As mentioned above, and in the light of the SSU's mission to disseminate in the broader public ideas and information related to ongoing international political debates, the workshop has been integrated by a public debate entitled Crisis in East Asia, in which Professor Kiichi Fujiwara (SSU, University of Tokyo), Professor Zhu Feng (Beijing University), Professor Gareth Evans (Australia National University), and Professor G. John Ikenberry (Princeton University) have discussed the current situation and the possible trajectories for the attainment of a safer international environment in this region of the globe.
Overall, the workshop has delivered important reflections on a number of central issues which remain unresolved. As highlighted several times by a number of participants, the North Korea security question remains one of the most important uncertainties, which has also the effect of worsening a difficult diplomatic context in which mutual trust is already difficult to achieve. Not only in fact the question of stability in the Korean peninsula is vital for the Republic of Korea (ROK), but it has implications for the relations between the ROK and China, China and Japan, China and US. Because of the military implications of the North Korean threat to regional security, it is difficult to advance dialogue on a score of outstanding issues, particularly regarding nuclear security and arms control.
The problem of suboptimal or even deteriorating interstate relations in East Asia has continuously re-emerged, being variously framed as a product of geostrategic tensions and/or of domestic (nationalistic) pressure faced by political leaders in the respective countries when it comes to possible reconciliation moves towards what is sometimes perceived to be a historical competitor or adversary. This is especially evident on the question of war memories, and of territorial disputes.
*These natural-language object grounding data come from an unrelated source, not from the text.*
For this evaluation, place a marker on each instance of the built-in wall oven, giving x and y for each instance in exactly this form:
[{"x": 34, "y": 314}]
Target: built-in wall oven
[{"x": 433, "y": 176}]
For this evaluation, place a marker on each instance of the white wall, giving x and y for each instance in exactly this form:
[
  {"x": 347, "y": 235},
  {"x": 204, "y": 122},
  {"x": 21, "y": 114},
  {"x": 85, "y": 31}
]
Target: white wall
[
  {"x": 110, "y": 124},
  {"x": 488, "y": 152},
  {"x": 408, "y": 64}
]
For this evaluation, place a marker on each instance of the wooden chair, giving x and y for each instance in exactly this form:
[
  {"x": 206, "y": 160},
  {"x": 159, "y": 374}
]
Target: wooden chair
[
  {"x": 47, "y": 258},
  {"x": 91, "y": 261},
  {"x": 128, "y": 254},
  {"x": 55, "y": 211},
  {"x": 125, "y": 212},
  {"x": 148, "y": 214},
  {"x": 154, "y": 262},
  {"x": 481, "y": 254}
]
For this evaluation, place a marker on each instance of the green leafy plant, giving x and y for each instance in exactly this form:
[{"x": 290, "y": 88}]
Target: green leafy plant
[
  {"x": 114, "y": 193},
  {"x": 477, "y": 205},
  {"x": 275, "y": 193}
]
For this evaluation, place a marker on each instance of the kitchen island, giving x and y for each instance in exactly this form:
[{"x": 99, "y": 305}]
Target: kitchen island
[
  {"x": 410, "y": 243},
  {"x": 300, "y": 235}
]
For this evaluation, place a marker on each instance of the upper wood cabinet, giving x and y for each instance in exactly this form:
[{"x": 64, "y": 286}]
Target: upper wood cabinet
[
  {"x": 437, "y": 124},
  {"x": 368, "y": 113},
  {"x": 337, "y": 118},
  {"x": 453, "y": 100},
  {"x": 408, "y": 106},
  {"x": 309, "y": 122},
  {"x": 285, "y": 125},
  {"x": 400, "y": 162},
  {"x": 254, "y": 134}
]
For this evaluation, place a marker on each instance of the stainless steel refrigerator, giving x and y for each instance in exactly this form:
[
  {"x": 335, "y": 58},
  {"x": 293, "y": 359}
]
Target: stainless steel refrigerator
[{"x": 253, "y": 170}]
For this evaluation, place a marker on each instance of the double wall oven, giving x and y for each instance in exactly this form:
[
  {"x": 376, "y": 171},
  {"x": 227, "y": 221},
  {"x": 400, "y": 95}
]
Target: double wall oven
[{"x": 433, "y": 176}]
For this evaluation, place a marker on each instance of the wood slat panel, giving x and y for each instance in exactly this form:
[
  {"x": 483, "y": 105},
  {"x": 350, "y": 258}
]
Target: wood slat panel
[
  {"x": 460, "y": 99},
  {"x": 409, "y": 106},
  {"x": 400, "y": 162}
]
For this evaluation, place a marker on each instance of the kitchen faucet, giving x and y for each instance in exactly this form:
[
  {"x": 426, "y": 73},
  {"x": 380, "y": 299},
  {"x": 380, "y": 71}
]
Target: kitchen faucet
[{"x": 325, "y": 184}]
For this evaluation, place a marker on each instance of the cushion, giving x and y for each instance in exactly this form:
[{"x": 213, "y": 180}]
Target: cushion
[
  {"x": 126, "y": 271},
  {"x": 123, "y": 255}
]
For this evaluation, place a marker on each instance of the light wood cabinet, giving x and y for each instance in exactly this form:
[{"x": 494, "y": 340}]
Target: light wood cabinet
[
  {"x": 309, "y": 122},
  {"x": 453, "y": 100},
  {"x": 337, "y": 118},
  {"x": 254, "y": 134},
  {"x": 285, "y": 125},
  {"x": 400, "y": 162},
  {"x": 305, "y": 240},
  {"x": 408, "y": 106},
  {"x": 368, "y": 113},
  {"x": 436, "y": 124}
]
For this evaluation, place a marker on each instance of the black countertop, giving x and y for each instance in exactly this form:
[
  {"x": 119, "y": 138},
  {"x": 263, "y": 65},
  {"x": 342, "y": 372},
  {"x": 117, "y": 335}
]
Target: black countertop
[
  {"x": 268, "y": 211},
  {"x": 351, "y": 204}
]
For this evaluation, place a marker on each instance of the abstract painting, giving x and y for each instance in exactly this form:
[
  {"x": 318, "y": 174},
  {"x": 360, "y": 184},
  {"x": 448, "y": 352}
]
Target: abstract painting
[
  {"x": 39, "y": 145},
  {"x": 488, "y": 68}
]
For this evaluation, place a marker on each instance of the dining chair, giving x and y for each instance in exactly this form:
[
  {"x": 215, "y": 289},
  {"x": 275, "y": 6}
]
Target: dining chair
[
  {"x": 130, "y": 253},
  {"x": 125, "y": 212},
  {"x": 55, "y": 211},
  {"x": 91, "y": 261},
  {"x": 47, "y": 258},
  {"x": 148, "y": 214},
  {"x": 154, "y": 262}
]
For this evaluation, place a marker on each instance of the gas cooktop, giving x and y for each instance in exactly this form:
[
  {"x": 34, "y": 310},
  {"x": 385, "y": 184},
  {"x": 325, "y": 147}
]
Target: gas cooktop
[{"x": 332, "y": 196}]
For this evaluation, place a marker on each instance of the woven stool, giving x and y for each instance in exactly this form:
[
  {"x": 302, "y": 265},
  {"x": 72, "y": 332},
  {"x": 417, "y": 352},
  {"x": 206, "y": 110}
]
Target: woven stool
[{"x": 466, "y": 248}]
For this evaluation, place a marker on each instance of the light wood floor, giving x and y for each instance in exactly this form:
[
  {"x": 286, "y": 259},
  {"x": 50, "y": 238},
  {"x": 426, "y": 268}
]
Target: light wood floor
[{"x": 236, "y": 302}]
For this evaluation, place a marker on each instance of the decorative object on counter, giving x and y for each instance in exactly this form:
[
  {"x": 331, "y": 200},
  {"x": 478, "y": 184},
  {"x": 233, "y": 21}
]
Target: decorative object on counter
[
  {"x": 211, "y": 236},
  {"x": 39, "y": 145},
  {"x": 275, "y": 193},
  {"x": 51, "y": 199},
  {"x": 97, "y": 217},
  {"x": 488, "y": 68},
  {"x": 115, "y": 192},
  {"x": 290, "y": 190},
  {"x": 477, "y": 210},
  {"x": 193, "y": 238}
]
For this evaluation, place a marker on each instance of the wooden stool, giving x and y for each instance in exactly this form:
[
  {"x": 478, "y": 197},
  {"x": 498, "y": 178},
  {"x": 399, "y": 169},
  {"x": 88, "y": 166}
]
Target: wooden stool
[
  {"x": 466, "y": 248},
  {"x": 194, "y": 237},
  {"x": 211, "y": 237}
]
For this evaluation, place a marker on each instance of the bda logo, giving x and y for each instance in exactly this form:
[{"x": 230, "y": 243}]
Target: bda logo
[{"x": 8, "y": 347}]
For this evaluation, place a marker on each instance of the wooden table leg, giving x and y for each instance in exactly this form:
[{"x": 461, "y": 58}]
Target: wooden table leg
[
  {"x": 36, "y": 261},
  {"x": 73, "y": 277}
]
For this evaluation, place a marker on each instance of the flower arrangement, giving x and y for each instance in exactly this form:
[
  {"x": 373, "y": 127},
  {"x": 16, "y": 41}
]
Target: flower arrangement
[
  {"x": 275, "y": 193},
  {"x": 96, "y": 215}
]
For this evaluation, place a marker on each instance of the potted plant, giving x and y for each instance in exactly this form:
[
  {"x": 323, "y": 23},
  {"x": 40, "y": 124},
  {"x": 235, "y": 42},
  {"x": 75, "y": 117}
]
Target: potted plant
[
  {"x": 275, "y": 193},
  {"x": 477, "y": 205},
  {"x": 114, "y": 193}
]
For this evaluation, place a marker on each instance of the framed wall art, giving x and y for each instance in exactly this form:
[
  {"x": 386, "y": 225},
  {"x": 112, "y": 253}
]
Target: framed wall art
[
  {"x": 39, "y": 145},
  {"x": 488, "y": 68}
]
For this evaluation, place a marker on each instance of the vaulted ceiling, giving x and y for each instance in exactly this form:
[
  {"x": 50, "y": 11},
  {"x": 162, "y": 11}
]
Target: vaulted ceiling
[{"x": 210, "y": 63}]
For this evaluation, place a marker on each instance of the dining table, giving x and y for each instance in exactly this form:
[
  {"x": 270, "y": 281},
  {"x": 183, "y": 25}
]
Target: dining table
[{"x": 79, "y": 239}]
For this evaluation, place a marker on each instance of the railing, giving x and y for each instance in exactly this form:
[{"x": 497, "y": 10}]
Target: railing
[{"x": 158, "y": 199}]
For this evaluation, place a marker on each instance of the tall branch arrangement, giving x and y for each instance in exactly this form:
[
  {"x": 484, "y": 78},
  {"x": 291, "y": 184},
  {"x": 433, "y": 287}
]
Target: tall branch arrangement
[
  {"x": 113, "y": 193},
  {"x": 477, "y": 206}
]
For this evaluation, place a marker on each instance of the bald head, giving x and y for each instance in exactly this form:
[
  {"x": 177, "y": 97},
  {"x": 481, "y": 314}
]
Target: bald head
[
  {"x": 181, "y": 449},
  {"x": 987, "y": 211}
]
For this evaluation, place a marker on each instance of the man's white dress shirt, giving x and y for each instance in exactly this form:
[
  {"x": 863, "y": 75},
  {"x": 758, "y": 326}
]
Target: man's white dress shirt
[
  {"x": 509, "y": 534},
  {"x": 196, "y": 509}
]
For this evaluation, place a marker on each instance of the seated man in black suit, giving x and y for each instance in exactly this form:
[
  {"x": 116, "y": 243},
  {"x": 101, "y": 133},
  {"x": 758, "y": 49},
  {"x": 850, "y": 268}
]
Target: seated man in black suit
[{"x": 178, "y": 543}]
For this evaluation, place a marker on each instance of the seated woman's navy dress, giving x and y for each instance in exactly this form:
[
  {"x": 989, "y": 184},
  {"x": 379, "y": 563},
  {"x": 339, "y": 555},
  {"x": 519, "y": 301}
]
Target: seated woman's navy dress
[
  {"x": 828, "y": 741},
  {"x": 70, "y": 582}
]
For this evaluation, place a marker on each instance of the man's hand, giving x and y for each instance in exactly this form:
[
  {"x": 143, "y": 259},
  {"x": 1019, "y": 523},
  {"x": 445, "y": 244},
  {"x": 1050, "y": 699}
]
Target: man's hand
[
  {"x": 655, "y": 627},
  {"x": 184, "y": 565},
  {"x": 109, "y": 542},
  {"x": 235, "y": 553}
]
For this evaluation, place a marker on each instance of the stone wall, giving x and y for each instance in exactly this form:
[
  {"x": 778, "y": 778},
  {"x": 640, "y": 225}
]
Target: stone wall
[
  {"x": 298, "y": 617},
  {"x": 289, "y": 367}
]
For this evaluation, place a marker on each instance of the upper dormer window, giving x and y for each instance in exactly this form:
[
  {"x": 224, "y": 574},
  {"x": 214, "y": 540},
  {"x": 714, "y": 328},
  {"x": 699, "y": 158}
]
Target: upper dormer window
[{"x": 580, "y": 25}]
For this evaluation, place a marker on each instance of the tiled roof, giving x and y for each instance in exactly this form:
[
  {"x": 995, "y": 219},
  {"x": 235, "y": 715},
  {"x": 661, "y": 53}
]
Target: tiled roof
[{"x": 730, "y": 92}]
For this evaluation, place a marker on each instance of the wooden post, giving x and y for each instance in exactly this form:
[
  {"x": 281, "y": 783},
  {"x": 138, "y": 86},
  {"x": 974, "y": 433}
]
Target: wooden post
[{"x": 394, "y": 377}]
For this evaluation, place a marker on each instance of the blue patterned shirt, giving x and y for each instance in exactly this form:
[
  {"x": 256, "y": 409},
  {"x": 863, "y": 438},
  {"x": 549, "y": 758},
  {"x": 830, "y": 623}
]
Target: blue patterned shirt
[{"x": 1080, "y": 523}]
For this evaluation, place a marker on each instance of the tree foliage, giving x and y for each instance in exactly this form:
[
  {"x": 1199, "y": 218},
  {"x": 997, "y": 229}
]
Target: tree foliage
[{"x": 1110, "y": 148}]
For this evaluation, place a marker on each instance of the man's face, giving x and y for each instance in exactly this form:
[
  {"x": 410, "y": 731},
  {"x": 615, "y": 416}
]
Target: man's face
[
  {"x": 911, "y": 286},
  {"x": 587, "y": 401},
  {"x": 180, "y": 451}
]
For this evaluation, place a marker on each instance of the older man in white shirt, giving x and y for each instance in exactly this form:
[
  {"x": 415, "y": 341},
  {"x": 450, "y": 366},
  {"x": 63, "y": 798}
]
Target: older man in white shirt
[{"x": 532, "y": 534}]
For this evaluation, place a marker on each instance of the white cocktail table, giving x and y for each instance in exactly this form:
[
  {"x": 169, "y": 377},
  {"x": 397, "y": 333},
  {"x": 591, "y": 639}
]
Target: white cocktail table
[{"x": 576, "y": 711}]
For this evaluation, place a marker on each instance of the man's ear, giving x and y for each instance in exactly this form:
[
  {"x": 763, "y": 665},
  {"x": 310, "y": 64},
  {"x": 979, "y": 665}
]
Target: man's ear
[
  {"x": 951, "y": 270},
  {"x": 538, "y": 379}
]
Within this diplomatically strained atmosphere, it has become increasingly difficult for political leaders to meet, and consequently to build the level of mutual confidence and trust, even at personal level, which is often at the basis of major breakthroughs for the success of negotiations and the improvement of bilateral relations.
Finally, the issue of power transition or power shift in the East Asian region has been analysed and discussed from a number of different academic and diplomatic perspectives. On the one hand, the emergence of China as the new centre of gravity for the region offers risks and opportunities. In some analyses, China appears to have profited from a liberal global order which has not created nor contributed to in terms of its maintenance, and it is time for Beijing to assume a more direct involvement in global governance along the rules and institutions of that established liberal order. In doing so, China should also be preoccupied not only with the growth of its power, with also with the improvement of its international reputation. On the other hand though, the present self-perception and future trajectory of China appear to be rather uncertain, given the extremely rapid transformation of the country in a relatively short time, whereby the political-cultural change which is needed to manage this very transformation seems to be lagging behind China's already acquired great power status.
The workshop, which was extremely successful also with the regard to a quickly established atmosphere of cordiality among its participants, has in essence delivered a picture of the East Asia's international situation as characterised by numerous risks and in need of a generalised effort for the re-establishment, first and foremost, of a more cooperative relation among national leaderships.